Everything to Know About Québec City
The capital of the province of Québec is proud of its French-Canadian cultural and historical heritage.
Good luck sitting in a café in this town without the person at the next table striking up a conversation. Québec City is quaint and friendly, warm and chatty. French is the common language here but many will also speak English happily, especially in tourist areas.
When to Go
The period between June and the end of October is the perfect time to visit Québec City. The winter is stunning too, but not for the faint at heart. It can get extremely cold in January and February, but it's nothing a good jacket and boots can't take care of.
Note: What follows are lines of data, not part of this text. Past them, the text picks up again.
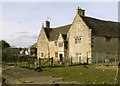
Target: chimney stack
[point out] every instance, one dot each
(47, 24)
(80, 11)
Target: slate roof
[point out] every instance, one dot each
(54, 34)
(102, 28)
(99, 28)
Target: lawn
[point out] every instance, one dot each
(90, 75)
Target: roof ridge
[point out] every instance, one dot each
(62, 26)
(100, 19)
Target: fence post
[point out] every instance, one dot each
(71, 60)
(52, 62)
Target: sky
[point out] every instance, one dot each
(22, 21)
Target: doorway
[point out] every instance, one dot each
(61, 57)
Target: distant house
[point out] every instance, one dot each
(86, 39)
(32, 50)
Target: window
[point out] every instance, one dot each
(108, 39)
(56, 54)
(60, 44)
(77, 39)
(78, 25)
(55, 43)
(42, 54)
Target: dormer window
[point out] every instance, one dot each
(77, 39)
(78, 25)
(55, 43)
(61, 44)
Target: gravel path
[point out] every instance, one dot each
(16, 75)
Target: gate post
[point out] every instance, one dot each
(52, 62)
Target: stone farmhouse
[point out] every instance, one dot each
(86, 40)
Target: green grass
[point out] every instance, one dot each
(82, 75)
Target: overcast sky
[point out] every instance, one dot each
(22, 21)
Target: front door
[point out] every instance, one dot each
(78, 57)
(61, 57)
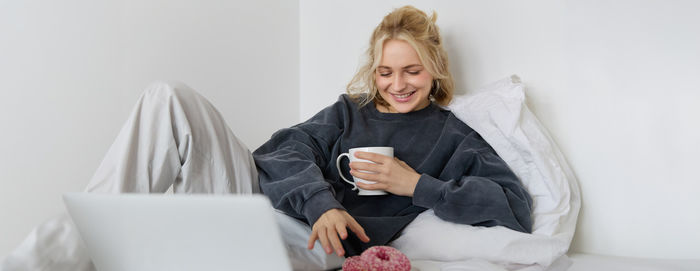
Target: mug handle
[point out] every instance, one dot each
(337, 165)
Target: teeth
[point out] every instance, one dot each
(403, 96)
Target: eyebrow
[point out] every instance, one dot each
(406, 67)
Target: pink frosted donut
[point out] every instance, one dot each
(354, 263)
(385, 258)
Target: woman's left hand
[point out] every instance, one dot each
(389, 173)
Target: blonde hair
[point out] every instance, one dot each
(420, 31)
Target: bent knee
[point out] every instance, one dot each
(169, 89)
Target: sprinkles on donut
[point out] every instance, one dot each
(378, 258)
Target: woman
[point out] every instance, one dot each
(393, 101)
(175, 137)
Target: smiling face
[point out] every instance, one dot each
(401, 79)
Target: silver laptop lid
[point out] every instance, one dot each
(178, 232)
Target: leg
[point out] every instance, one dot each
(174, 136)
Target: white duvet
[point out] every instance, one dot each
(499, 114)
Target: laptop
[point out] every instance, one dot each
(178, 232)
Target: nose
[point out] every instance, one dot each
(399, 83)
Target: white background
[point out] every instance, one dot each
(615, 83)
(71, 71)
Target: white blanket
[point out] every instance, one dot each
(499, 114)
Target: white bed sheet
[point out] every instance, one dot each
(574, 262)
(586, 262)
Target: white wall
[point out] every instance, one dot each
(614, 81)
(70, 72)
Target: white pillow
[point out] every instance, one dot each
(499, 114)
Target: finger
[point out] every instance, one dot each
(374, 177)
(376, 186)
(312, 240)
(323, 236)
(342, 231)
(404, 165)
(358, 230)
(333, 237)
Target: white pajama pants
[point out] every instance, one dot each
(173, 138)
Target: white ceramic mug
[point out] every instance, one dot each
(388, 151)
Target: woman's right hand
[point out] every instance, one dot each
(330, 225)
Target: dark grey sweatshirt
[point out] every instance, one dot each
(462, 178)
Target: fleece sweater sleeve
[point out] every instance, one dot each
(289, 165)
(487, 194)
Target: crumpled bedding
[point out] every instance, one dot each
(498, 112)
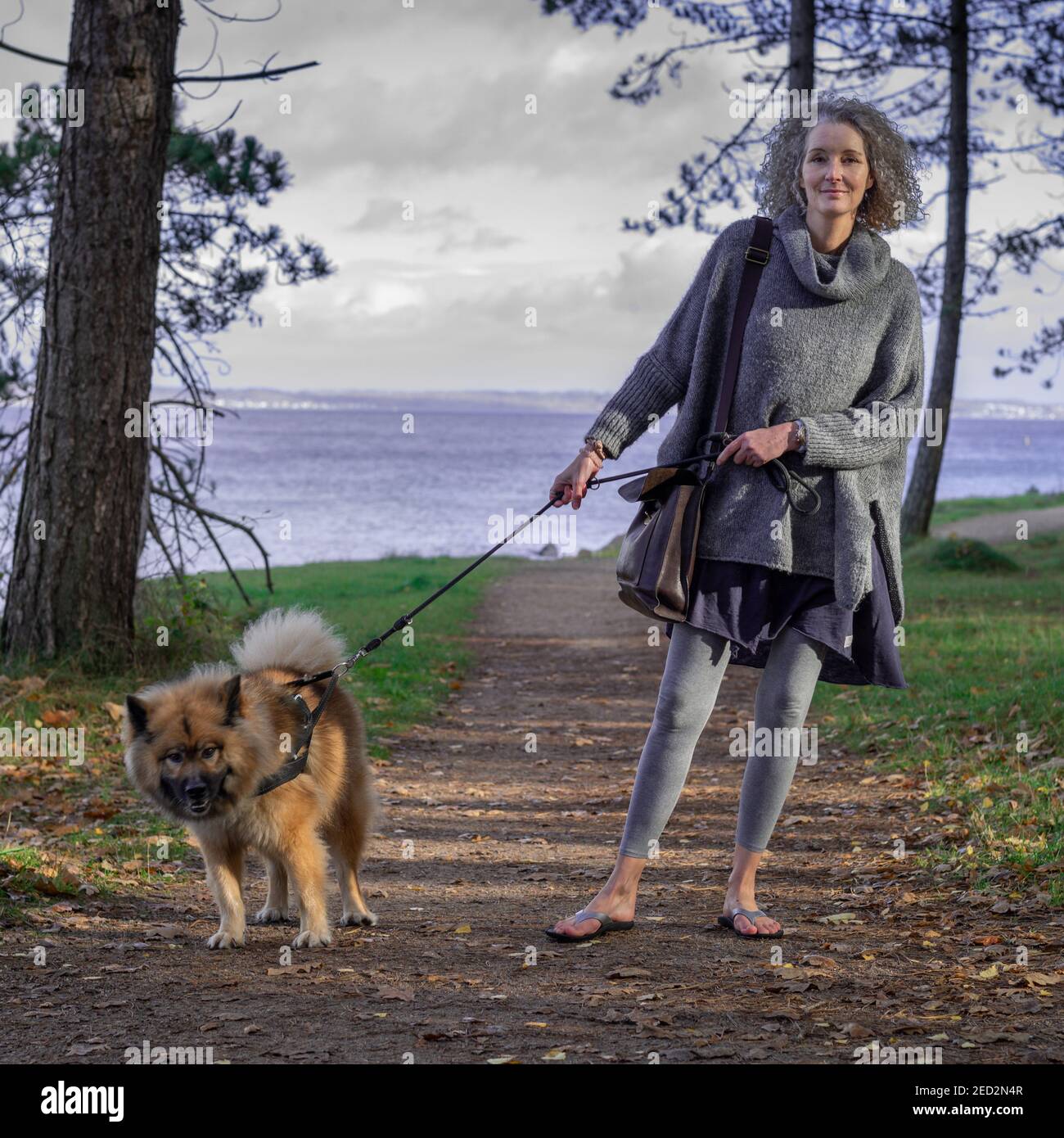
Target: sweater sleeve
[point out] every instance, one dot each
(877, 427)
(659, 379)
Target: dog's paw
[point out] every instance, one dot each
(223, 939)
(311, 939)
(360, 919)
(271, 916)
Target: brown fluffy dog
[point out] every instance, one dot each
(201, 746)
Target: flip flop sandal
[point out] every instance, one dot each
(606, 924)
(749, 914)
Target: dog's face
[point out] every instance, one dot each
(189, 749)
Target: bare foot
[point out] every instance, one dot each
(743, 924)
(620, 906)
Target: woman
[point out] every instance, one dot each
(831, 377)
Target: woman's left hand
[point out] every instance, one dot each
(755, 447)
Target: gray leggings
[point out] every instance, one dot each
(693, 670)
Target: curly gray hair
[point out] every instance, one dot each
(892, 201)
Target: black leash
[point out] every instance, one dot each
(297, 764)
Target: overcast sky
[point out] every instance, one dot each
(427, 105)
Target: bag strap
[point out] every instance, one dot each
(757, 259)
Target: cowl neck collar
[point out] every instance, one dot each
(862, 268)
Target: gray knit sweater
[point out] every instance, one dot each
(840, 347)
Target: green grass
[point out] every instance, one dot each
(959, 509)
(983, 653)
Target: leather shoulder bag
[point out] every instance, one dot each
(656, 563)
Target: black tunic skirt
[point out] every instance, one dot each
(750, 604)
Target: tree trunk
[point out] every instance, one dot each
(74, 565)
(920, 496)
(802, 59)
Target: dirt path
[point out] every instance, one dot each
(1002, 527)
(485, 843)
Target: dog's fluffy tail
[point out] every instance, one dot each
(296, 639)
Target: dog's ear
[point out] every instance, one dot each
(231, 700)
(137, 714)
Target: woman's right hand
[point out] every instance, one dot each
(573, 481)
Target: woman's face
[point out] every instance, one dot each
(834, 172)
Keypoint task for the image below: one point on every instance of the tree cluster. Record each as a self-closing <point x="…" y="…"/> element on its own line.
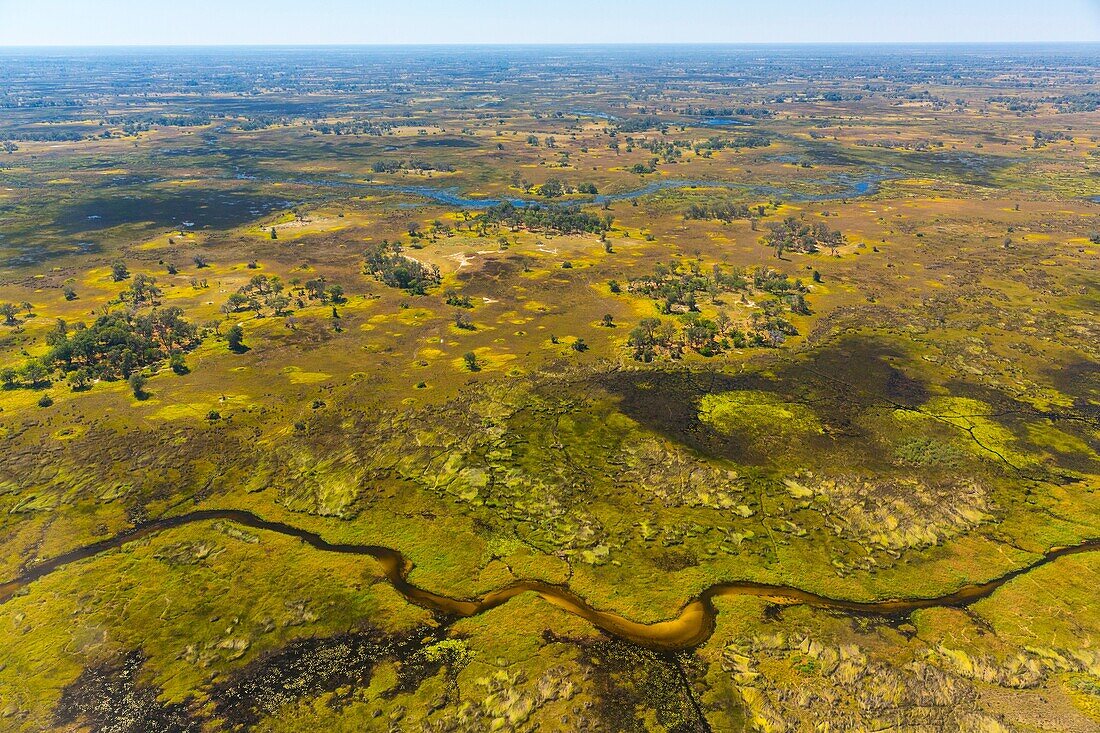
<point x="385" y="263"/>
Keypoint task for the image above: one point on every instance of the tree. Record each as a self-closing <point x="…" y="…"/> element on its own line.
<point x="9" y="310"/>
<point x="138" y="385"/>
<point x="235" y="337"/>
<point x="35" y="372"/>
<point x="177" y="363"/>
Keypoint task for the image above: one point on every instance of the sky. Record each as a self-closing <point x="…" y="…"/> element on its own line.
<point x="216" y="22"/>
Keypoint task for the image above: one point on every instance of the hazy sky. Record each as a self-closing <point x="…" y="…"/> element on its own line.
<point x="139" y="22"/>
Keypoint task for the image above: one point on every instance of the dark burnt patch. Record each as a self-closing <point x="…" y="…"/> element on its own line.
<point x="634" y="684"/>
<point x="310" y="666"/>
<point x="837" y="382"/>
<point x="108" y="699"/>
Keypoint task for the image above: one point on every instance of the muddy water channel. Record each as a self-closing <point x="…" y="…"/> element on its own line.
<point x="692" y="626"/>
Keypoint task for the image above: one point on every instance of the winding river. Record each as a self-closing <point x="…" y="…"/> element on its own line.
<point x="840" y="185"/>
<point x="691" y="627"/>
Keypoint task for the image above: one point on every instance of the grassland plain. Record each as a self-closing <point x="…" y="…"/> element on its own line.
<point x="846" y="348"/>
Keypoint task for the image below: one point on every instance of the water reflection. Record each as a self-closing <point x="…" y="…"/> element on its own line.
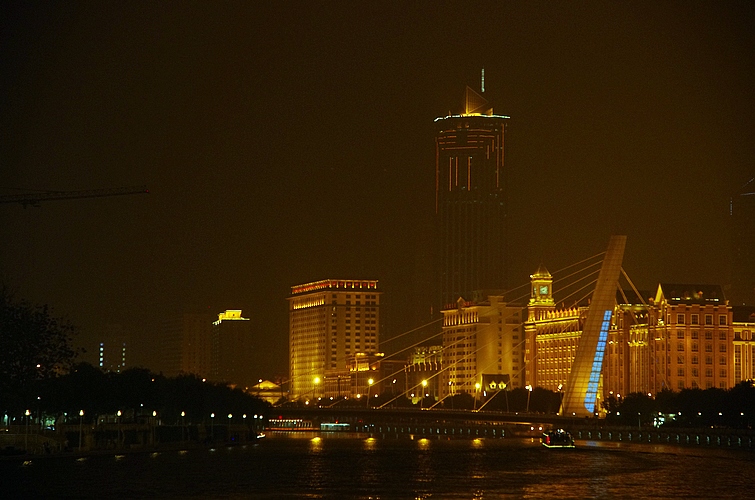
<point x="361" y="468"/>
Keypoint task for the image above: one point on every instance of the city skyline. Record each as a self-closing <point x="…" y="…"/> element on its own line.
<point x="265" y="130"/>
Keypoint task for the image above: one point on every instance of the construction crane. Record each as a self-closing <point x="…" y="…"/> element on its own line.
<point x="33" y="199"/>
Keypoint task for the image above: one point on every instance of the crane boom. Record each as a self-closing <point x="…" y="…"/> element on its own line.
<point x="34" y="199"/>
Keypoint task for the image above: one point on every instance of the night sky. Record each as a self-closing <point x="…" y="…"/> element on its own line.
<point x="293" y="141"/>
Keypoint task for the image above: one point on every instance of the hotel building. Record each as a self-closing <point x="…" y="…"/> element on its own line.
<point x="685" y="336"/>
<point x="482" y="341"/>
<point x="334" y="332"/>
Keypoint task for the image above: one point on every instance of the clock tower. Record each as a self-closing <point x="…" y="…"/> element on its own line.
<point x="541" y="298"/>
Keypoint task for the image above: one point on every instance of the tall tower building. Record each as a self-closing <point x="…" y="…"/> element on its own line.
<point x="112" y="349"/>
<point x="231" y="349"/>
<point x="185" y="344"/>
<point x="470" y="200"/>
<point x="742" y="212"/>
<point x="482" y="343"/>
<point x="333" y="330"/>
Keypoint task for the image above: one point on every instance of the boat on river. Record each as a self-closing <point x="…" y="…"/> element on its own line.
<point x="558" y="438"/>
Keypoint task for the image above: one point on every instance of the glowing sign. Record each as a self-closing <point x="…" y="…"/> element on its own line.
<point x="597" y="365"/>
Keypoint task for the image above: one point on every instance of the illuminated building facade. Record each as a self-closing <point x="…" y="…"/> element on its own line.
<point x="683" y="337"/>
<point x="231" y="349"/>
<point x="470" y="200"/>
<point x="743" y="326"/>
<point x="692" y="338"/>
<point x="334" y="332"/>
<point x="552" y="335"/>
<point x="422" y="372"/>
<point x="481" y="341"/>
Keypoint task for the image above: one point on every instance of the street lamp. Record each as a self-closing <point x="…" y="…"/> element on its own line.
<point x="118" y="419"/>
<point x="81" y="421"/>
<point x="529" y="392"/>
<point x="26" y="439"/>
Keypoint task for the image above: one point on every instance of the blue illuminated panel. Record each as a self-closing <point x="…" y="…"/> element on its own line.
<point x="591" y="395"/>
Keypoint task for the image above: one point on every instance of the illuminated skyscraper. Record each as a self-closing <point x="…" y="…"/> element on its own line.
<point x="470" y="200"/>
<point x="334" y="331"/>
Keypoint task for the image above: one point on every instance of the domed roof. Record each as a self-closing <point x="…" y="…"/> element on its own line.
<point x="541" y="272"/>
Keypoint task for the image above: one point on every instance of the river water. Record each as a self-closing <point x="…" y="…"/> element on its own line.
<point x="336" y="466"/>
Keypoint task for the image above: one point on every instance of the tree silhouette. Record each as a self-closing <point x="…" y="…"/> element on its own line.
<point x="34" y="346"/>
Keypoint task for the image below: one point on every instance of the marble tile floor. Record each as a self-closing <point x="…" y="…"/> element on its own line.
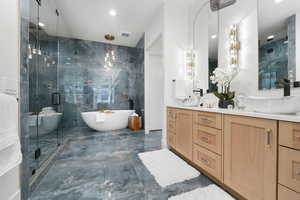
<point x="105" y="166"/>
<point x="48" y="145"/>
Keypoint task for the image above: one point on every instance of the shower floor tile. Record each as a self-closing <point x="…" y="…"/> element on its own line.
<point x="106" y="166"/>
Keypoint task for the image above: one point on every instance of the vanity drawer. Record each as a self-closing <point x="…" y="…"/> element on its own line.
<point x="209" y="161"/>
<point x="212" y="120"/>
<point x="289" y="134"/>
<point x="289" y="168"/>
<point x="172" y="126"/>
<point x="209" y="138"/>
<point x="171" y="113"/>
<point x="287" y="194"/>
<point x="171" y="139"/>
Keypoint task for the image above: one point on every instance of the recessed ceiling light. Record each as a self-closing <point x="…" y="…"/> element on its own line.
<point x="278" y="1"/>
<point x="271" y="37"/>
<point x="113" y="13"/>
<point x="41" y="24"/>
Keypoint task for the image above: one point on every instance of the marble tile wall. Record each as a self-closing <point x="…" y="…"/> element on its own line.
<point x="292" y="46"/>
<point x="273" y="64"/>
<point x="24" y="98"/>
<point x="43" y="73"/>
<point x="85" y="84"/>
<point x="277" y="59"/>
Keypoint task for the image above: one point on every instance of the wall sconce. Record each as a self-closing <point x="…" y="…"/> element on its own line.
<point x="189" y="62"/>
<point x="235" y="46"/>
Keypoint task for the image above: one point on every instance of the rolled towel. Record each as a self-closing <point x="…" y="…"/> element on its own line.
<point x="100" y="117"/>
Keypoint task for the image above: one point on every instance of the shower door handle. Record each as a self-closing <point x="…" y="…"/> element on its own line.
<point x="56" y="99"/>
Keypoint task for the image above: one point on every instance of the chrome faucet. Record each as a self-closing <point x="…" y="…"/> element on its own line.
<point x="286" y="84"/>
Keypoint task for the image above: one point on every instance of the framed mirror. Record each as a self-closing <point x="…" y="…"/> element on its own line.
<point x="279" y="39"/>
<point x="206" y="43"/>
<point x="213" y="46"/>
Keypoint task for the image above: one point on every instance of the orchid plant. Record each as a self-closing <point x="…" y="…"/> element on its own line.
<point x="223" y="77"/>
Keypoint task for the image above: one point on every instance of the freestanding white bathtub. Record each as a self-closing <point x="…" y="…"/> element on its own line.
<point x="115" y="121"/>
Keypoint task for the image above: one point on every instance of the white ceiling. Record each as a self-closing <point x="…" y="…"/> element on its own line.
<point x="273" y="17"/>
<point x="90" y="19"/>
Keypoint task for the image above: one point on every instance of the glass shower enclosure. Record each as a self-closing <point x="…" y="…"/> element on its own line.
<point x="46" y="133"/>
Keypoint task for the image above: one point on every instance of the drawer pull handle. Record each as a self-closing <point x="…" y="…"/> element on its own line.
<point x="206" y="120"/>
<point x="205" y="161"/>
<point x="205" y="139"/>
<point x="269" y="133"/>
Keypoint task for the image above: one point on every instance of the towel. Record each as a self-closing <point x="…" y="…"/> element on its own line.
<point x="10" y="148"/>
<point x="100" y="117"/>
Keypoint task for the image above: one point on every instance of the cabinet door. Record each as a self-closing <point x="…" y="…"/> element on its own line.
<point x="184" y="130"/>
<point x="250" y="149"/>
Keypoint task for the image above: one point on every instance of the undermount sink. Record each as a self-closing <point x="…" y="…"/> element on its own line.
<point x="271" y="105"/>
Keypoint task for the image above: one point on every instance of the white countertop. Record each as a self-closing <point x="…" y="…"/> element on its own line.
<point x="281" y="117"/>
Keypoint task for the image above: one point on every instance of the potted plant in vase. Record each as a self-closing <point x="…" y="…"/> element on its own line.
<point x="223" y="78"/>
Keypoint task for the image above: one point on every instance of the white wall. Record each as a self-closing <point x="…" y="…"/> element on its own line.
<point x="199" y="16"/>
<point x="9" y="68"/>
<point x="156" y="92"/>
<point x="176" y="39"/>
<point x="152" y="35"/>
<point x="297" y="45"/>
<point x="9" y="40"/>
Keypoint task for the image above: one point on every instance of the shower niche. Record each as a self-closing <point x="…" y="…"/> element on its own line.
<point x="45" y="110"/>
For 11 days at the beginning of July, the city pulses to the rhythm of the Festival d'été de Québec, a huge outdoor music festival featuring international stars and French-speaking artists in breathtaking locations. As a warm-up, Saint-Jean-Baptiste Day (Québec's national holiday) festivities on the Plains of Abraham is as Québecois an event as you will find.
What to Eat
Of course, you cannot leave the city without having a poutine (fries and cheese curds covered by gravy), the French-Canadian snack par excellence. Fast-food chain Ashton makes some of the best in the province. If you want to eat it like a Québécois, have one at 3 a.m. after a night out. The rest of the time, though, explore Québec's culinary delights, including pouding chômeur, cake made with maple syrup. For traditional cuisine, hit le Buffet de l'Antiquaire, serving home-style meals from morning 'til night.
Souvenir to Take Home
Marché du Vieux-Port is the perfect place to choose a nice eatable or drinkable souvenir to bring home, may it be a bottle of black currant liquor made in the region or a block of maple sugar you can slide into your carry-on. Local producers will happily give you a taste of their offerings. Traditional art, from both Northern Québec and native communities around the province, can also be found in Old Town.
- Nat Geo Expeditions
Sustainable Travel Tip
Unlike Montréal, Québec City doesn't have an underground metro but compensates with a Metrobus that will take you to just about all the most important locations in town in no time. So why would you take your car?
For the best view of the city, climb onto the fortifications at the Terrasse Saint-Denis. From this angle, not only do you see the Château Frontenac but also the old town and the St. Lawrence river. It's an amazing place to take a photo-and a deep breath.